On September 9, 2011, CBS learned just how fast word really travels on Twitter, when followers of @WhatsTrending were wrongly informed that Steve Jobs had died. The followers did not hesitate to share their disappointment in the news provider for their inaccuracies and lack of professionalism.
The results of the mess up – for which both hackers and an intern had received blame for – were the removal of the tweet, the firing of What’s Trending host Shira Lazar, the removal of the program and all related content from CBS, and immediate apology tweets from the news sources and the former host. CBS also released a statement acknowledging What’s Trending as an unattached, outside news source who operated on their own.

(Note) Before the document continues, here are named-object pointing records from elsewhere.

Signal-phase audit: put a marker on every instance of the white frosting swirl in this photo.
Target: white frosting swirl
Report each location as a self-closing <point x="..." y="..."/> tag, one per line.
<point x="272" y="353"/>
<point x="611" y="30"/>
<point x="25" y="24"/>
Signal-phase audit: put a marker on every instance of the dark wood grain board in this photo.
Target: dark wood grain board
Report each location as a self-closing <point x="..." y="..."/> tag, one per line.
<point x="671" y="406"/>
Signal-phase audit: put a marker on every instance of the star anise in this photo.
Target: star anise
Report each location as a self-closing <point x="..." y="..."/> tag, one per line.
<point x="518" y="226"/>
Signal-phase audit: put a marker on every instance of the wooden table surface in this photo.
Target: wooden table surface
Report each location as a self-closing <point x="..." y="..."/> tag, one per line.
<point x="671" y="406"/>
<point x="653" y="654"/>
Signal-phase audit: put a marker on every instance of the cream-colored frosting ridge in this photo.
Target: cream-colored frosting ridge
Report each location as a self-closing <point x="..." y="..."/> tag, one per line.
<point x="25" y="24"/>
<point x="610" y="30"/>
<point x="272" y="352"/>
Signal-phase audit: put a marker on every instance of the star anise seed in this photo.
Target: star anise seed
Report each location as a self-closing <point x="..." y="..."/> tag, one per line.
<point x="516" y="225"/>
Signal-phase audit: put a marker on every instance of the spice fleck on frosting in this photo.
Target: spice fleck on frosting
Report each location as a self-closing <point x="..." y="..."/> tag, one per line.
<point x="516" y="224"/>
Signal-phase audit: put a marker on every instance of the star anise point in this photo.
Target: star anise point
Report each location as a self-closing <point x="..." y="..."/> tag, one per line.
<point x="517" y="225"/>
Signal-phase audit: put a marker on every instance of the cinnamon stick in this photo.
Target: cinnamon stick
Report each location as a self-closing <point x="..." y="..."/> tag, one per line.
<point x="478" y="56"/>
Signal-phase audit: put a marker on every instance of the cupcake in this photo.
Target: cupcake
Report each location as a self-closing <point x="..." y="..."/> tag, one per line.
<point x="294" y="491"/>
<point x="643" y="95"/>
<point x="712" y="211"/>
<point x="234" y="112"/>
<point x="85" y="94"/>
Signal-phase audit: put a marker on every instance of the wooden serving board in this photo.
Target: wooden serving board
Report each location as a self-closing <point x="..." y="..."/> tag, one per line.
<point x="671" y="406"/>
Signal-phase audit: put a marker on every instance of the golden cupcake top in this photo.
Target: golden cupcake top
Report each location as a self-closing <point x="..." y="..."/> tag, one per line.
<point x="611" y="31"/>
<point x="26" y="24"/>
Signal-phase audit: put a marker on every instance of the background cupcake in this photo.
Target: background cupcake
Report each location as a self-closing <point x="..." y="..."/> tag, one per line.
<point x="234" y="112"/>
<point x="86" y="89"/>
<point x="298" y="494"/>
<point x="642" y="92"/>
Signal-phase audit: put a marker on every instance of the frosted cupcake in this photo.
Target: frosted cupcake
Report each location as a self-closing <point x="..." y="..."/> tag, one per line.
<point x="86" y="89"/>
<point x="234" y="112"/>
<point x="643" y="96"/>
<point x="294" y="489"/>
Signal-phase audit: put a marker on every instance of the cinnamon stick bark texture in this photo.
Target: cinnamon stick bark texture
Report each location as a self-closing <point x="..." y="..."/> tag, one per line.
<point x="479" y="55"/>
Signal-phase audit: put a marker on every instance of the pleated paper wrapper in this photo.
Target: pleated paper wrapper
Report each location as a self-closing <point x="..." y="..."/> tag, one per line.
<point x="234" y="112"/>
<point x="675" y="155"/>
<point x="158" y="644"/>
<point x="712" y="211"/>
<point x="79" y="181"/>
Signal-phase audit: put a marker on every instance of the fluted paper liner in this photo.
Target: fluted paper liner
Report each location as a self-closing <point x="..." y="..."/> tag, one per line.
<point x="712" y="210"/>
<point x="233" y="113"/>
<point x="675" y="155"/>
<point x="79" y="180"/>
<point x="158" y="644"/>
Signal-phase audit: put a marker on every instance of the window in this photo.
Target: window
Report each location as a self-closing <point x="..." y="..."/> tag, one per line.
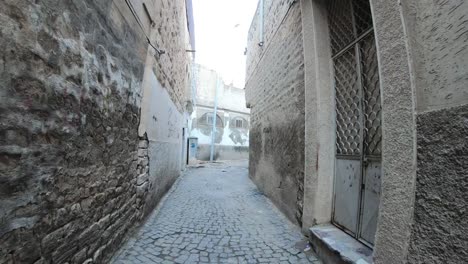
<point x="209" y="119"/>
<point x="239" y="123"/>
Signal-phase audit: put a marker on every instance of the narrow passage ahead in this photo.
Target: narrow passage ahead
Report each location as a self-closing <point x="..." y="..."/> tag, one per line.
<point x="215" y="214"/>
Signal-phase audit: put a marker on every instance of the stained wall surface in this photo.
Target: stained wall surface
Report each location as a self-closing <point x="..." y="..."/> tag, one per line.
<point x="233" y="117"/>
<point x="75" y="174"/>
<point x="439" y="40"/>
<point x="275" y="95"/>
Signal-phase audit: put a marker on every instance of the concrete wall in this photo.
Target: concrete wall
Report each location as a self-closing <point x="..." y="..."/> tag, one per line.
<point x="439" y="43"/>
<point x="75" y="174"/>
<point x="275" y="94"/>
<point x="421" y="51"/>
<point x="231" y="142"/>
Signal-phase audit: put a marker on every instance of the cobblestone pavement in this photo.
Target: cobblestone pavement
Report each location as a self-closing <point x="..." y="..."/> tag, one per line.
<point x="215" y="214"/>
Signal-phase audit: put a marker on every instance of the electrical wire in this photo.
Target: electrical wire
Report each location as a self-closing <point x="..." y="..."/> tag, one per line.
<point x="132" y="10"/>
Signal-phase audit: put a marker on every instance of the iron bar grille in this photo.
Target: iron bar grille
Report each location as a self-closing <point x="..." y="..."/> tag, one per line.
<point x="371" y="97"/>
<point x="348" y="106"/>
<point x="350" y="22"/>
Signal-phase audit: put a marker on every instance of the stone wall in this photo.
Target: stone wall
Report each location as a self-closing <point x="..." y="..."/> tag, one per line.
<point x="74" y="172"/>
<point x="275" y="94"/>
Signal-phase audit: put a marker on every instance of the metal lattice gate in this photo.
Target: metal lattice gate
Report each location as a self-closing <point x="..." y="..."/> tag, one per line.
<point x="358" y="118"/>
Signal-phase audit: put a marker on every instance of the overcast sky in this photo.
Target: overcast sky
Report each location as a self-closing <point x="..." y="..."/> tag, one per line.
<point x="221" y="28"/>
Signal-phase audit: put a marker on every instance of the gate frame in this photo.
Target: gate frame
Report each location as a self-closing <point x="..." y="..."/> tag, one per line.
<point x="397" y="85"/>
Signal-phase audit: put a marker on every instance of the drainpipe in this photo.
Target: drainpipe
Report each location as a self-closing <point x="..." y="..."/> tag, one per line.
<point x="261" y="24"/>
<point x="213" y="130"/>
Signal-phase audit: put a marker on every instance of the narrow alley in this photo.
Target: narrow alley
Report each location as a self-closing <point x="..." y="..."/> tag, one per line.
<point x="215" y="214"/>
<point x="233" y="131"/>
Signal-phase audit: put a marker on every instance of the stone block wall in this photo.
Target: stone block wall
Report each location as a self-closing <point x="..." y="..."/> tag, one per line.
<point x="275" y="94"/>
<point x="73" y="169"/>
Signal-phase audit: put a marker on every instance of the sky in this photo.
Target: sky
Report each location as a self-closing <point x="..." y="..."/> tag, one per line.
<point x="221" y="28"/>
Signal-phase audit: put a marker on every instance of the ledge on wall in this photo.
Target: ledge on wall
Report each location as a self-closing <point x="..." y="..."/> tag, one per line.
<point x="333" y="245"/>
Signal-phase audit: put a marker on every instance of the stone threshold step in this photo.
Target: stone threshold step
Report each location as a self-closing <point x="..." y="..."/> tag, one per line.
<point x="334" y="246"/>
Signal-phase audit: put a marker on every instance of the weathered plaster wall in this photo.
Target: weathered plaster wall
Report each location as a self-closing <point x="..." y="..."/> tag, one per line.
<point x="74" y="172"/>
<point x="229" y="97"/>
<point x="275" y="94"/>
<point x="230" y="142"/>
<point x="440" y="233"/>
<point x="439" y="42"/>
<point x="438" y="37"/>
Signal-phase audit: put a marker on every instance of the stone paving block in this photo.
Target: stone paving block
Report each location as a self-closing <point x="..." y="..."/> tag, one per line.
<point x="216" y="217"/>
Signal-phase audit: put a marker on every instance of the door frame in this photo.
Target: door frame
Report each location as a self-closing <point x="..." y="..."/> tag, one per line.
<point x="398" y="125"/>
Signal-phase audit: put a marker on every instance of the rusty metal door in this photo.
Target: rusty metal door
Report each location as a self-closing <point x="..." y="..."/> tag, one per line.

In a bad situation, CBS responded in a most timely and professional manner, and should be looked to as an example for how to react to a blunder. Remove, Apologize, and React.Though they handled the mistake properly, the whole thing could have been avoided had @WhatsTrending simply sat on the story until a death had been confirmed through evidence.
In a society that is constantly updating its status globally, it is important for news organizations to be the first to release a story, since they now “compete” with millions of citizen journalists. While understanding this unfortuate position, due to their accountability as professionals, accuracy is better than speed.
A month later, CBS was among one of the first to report on the official passing of Steve Jobs, and today remains a top news source.